Ein Testament ist die beste Möglichkeit, über das eigene Leben hinaus die persönlichen Vorstellungen zu verwirklichen und die Jugendarbeit im Gettorfer Turnverein langfristig und nachhaltig zu unterstützen. So helfen Sie mit Ihrem Nachlass, wo es Ihnen wichtig ist und wo Sie sich vielleicht auch heute schon engagieren.
 

Ein Testament verfassen, aber wie?
Ein Testament kann entweder ein eigenhändiges oder ein öffentliches Testament sein. Ein eigenhändiges Testament muss vollständig handschriftlich geschrieben und mit vollem Vor- und Zunamen unter Angabe von Zeit und Ort unterschrieben werden. Es kann an jedem Ort - auch zu Hause - aufbewahrt werden. Beim öffentlichen Testament wird der letzte Wille einem Notar benannt. Dies kann auch mündlich geschehen. Der Notar setzt dann das Testament auf und hinterlegt es beim zuständigen Amtsgericht. Ist im Testament das Vermögen oder ein Teil des Vermögens einem bestimmten Zweck, zum Beispiel einem Sportverein gewidmet, sind die Erben verpflichtet, dieses Vermächtnis zu erfüllen.

Was passiert, wenn kein Testament vorliegt?

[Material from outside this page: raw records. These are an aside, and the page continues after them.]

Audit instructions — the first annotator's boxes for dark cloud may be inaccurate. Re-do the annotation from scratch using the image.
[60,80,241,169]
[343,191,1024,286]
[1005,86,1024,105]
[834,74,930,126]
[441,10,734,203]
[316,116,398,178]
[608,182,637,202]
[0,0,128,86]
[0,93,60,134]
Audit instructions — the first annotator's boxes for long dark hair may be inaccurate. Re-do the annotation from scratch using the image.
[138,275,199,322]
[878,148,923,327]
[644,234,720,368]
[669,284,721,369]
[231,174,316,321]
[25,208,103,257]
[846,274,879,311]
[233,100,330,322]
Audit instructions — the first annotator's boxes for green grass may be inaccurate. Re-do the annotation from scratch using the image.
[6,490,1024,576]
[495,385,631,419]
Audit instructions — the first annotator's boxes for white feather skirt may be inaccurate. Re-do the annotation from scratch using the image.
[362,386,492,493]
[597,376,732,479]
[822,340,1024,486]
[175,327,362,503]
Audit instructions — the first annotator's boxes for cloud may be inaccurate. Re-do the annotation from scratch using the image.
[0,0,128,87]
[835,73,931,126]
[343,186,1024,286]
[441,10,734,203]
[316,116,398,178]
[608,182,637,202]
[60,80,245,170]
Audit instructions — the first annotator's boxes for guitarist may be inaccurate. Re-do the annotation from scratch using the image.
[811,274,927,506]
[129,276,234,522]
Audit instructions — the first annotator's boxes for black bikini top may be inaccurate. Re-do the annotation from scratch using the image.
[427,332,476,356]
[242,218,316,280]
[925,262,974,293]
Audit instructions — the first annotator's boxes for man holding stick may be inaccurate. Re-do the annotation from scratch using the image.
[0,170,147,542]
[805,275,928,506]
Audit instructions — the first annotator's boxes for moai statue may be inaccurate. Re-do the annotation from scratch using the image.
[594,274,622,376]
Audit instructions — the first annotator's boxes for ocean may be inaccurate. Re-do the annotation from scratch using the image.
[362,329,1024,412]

Im Todesfall tritt dann die gesetzliche Erbfolge in Kraft. Erben erster Ordnung sind eigene Kinder, Enkel und Urenkel. Erben zweiter Ordnung sind Eltern und deren Kinder (Geschwister, Nichten, Neffen). Erben dritter Ordnung sind Großeltern und deren Kinder (Tanten, Onkel, Cousinen, Cousins). Sind keine Angehörigen vorhanden, erbt der Staat.